Donnie Andrews dead: Man who inspired Omar from ‘The Wire’ dies at 58

Actors Michael Kenneth Williams arrives to HBO's New York premiere of 'The Wire' at Chelsea West Cinema in New York City on January 4, 2008. (Photo by Michael Loccisano/FilmMagic)

Actors Michael Kenneth Williams arrives to HBO's New York premiere of 'The Wire' at Chelsea West Cinema in New York City on January 4, 2008. (Photo by Michael Loccisano/FilmMagic)

Donnie Andrews, the Baltimore gangster behind the Omar Little character on The Wire, died today in New York city after he suffered a heart attack, according to The Baltimore Sun.
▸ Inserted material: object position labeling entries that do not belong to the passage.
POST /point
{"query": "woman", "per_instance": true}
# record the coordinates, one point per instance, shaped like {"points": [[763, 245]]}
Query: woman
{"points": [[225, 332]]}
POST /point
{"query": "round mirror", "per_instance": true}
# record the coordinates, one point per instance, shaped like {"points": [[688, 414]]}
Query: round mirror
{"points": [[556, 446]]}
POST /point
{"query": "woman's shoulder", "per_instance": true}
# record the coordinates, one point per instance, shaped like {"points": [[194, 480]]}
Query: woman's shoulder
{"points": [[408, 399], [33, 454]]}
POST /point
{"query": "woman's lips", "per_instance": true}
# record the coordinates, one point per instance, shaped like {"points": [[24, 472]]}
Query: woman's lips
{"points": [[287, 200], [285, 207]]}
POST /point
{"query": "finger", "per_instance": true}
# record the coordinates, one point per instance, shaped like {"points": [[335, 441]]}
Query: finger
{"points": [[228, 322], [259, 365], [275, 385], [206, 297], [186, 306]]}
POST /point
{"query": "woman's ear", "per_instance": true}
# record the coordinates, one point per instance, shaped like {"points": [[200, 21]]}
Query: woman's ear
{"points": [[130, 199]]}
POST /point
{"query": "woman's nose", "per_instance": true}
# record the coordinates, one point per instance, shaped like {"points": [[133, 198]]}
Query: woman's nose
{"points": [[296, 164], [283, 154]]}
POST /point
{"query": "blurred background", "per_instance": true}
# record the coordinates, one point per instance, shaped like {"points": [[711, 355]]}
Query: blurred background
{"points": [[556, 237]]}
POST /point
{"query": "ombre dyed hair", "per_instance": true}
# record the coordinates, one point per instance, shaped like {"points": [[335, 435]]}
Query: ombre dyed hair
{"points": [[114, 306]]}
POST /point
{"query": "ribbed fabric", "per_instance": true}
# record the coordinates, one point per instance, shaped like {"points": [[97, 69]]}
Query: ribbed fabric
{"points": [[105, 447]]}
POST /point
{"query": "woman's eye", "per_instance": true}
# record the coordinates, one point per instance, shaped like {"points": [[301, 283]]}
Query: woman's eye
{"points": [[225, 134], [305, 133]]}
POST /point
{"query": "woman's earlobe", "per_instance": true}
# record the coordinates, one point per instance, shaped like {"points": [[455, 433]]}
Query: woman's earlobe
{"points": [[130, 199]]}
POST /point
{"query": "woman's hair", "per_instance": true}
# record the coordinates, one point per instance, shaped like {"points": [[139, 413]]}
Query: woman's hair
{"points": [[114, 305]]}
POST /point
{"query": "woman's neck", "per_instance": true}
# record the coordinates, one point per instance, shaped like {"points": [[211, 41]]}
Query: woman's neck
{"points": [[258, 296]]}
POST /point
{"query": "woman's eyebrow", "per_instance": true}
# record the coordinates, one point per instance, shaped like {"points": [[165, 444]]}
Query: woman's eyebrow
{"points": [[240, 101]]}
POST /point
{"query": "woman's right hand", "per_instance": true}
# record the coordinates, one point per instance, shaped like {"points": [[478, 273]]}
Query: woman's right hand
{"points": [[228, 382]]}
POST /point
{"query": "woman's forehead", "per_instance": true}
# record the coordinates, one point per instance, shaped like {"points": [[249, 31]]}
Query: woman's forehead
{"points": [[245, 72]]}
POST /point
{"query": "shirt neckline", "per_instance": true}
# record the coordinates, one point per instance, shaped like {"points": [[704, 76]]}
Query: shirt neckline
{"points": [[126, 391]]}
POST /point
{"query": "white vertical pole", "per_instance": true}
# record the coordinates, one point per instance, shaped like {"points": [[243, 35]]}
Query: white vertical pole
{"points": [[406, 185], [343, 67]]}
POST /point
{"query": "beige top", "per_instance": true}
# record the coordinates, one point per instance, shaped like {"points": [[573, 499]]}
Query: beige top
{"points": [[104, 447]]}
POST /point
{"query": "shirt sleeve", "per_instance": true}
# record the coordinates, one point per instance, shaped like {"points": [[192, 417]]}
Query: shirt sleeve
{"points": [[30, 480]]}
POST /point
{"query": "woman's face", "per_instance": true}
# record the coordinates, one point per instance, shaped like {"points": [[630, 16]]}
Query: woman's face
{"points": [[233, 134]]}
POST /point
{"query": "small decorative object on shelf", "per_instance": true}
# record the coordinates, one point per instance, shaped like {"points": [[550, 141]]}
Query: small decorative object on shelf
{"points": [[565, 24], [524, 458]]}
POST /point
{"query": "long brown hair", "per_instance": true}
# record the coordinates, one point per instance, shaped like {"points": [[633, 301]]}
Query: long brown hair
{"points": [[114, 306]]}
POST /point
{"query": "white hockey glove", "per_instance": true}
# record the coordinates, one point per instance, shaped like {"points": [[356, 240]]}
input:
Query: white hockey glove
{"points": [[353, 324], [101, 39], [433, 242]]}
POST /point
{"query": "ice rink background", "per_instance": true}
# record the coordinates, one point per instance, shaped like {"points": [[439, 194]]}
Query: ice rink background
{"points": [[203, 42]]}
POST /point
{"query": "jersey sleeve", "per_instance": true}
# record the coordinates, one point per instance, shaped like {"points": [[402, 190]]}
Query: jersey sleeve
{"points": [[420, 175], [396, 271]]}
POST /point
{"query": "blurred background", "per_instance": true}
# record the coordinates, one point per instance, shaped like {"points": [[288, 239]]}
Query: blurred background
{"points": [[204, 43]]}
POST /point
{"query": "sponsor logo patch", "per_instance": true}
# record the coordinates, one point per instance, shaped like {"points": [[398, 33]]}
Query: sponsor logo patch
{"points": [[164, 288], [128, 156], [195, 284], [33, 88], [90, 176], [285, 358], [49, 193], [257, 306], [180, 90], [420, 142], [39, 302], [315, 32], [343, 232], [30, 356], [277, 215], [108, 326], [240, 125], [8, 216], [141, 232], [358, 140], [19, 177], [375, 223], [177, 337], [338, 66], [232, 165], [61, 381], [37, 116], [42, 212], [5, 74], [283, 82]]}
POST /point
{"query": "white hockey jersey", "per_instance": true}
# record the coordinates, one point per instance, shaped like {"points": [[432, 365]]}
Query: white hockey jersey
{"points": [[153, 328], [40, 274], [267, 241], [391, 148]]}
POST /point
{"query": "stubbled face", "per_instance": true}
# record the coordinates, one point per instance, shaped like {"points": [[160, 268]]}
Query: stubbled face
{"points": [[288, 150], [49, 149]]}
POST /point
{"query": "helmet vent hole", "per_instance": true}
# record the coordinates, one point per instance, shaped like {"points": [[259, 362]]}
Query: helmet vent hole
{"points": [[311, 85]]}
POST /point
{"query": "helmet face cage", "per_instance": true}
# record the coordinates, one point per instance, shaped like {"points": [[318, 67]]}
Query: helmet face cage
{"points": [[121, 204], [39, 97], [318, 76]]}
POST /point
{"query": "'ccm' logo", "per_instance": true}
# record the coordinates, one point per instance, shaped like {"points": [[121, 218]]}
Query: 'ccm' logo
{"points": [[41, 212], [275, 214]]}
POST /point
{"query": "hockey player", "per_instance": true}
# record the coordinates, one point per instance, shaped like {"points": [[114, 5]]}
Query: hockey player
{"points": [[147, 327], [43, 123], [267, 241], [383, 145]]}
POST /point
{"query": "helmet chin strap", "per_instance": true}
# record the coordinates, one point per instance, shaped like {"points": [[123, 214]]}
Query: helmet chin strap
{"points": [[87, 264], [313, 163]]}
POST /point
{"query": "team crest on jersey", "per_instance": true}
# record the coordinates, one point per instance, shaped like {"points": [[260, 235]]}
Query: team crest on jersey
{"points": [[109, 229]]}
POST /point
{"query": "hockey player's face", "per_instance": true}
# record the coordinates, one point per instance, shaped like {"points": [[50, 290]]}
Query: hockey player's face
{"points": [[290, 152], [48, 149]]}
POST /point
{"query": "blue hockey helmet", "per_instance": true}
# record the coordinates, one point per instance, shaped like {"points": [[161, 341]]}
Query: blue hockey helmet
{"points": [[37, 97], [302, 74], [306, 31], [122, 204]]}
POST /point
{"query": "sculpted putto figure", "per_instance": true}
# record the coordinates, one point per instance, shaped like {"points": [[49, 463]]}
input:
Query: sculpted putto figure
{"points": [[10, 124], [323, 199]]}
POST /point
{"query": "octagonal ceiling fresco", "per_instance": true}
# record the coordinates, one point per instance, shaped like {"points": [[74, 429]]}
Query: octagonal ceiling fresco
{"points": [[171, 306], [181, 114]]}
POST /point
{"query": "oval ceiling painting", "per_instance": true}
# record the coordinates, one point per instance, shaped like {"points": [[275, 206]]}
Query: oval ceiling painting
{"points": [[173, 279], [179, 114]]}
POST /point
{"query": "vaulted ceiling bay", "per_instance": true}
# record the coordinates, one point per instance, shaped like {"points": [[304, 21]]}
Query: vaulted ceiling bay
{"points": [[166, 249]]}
He was 58 years old.

Andrews grew up on the West Side of Baltimore and made a living robbing drug dealers. He served 18 years on a murder charge before he was let out on parole in 2005.

While serving his time, Andrews met a heroin addict by the name of Fran Boyd, who became the subject of the book The Corner, written by David Simon.

Andrews says his character in The Wire was spot on in an interview with Vice magazine. “They made Omar exactly the way I was,” Andrews said. “David [Simon] wrote ‘The West Side Story’ [the initial Baltimore Sun article about Donnie] after my conviction in ’86 and they basically had everything down-pat. The gay part they took from a guy called Billy Outlaw, he was a gay stick-up guy.”

After his jail sentence Andrews turned his life around and started a nonprofit organization called “Why Murder?,” offering counseling to gang members and inner-city children.